Using Transformers to Predict Incredibly Rare Solar Flares

0 2 7 minutes read

Using Transformers to Predict Incredibly Rare Solar Flares

Introduction (X-45)

predictions change dramatically whenever we try to predict a very rare event. We have to fundamentally change what we are simulating to focus on tail events. From model performance metrics and target definition to tail modeling and converter output heads, prediction of abnormal events is difficult. It's hard but worth it.

The Halloween storms of 2003 began as disturbances in the Sun, a single dark spot that formed one of the most intense weather events of the satellite era. In late October to early November, a series of large active regions circled the solar disk. This released powerful flares and clouds of magnetized plasma towards Earth. This event presented a unique beauty with the influence of radio waves.

Satellites malfunctioned, GPS and radios were disrupted, and airlines had to reroute flights from hot spots. According to NOAA, power grids around the world were affected, and some currents exceeded 100 amps, leading to the Malmö Blackout in Sweden. At 20:07 UT, a power outage hit the region, leaving an estimated 50,000 customers without power for 20 to 50 minutes.

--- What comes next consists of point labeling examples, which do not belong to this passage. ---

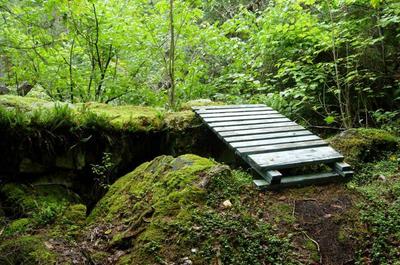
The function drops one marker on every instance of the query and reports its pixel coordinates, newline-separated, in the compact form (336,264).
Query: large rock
(364,145)
(171,211)
(4,90)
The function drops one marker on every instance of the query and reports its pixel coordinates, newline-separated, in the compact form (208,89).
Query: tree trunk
(172,56)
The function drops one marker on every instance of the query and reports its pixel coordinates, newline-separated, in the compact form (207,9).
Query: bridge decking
(269,142)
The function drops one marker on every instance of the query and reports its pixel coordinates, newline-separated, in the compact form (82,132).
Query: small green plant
(104,170)
(47,212)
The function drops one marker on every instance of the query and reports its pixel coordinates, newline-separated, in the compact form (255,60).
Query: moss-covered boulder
(184,209)
(26,250)
(364,145)
(42,203)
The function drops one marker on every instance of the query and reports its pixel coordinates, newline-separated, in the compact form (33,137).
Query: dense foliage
(332,62)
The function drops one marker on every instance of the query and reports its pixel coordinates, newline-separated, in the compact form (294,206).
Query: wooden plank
(342,166)
(275,141)
(228,106)
(234,114)
(260,131)
(261,183)
(243,118)
(249,122)
(294,158)
(266,136)
(309,179)
(274,175)
(254,126)
(301,180)
(280,147)
(240,110)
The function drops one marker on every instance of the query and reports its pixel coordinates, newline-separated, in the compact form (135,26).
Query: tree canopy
(330,63)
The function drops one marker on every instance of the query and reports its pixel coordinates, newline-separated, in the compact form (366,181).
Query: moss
(30,112)
(26,250)
(18,226)
(364,145)
(152,212)
(342,235)
(74,215)
(99,257)
(313,249)
(179,121)
(200,102)
(42,202)
(128,116)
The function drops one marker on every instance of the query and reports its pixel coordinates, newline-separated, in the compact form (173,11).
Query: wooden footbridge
(271,143)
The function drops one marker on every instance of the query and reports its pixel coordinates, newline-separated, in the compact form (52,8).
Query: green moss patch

The Sun is bursting with powerful magnetic activity, its corona glowing in excess ultraviolet light as active light regions and a powerful arc of burning organ above the sun's surface..
Photo credit: NASA / Solar Dynamics Observatory (SDO) / AIA. Public domain

An international shock, the event overwhelmed the X-ray sensors of GOES, so the true size of the flare can only be calculated by reconstruction. It is often called X-45, after its size, 450 times larger than M-1, medium aperture. The table below shows the Flare Richter Scale.

Solar flare classes are measured by the soft X-ray brightness on Earth. Each main character class is ten times stronger than the one before it. The number after the letter measures the openness within that class: X45 is 45 times more powerful than X1, 450 times more powerful than M1, and 4,500 times more powerful than C1.

The Prediction Problem

The ironic problem with disasters is that the more catastrophic they are, the rarer they tend to be. Think floods, snowstorms and avalanches. Every 50 years it happens once in fifty years. This is usually a good thing, but because of their rarity, they are very difficult to predict.

There are several things that make predicting rare events a very interesting challenge in machine learning:

Our model testing metrics must change
Features need to be built from magnetic data
Model the tail to capture rare events
Combine the tail model with the full distribution model using a transformer

Note accuracy, which is a good metric for binary classification. We could get 99% accuracy in missing all solar flares in 10,000 predictions if we only had 100 major flares. We can only guess. It won't always happen.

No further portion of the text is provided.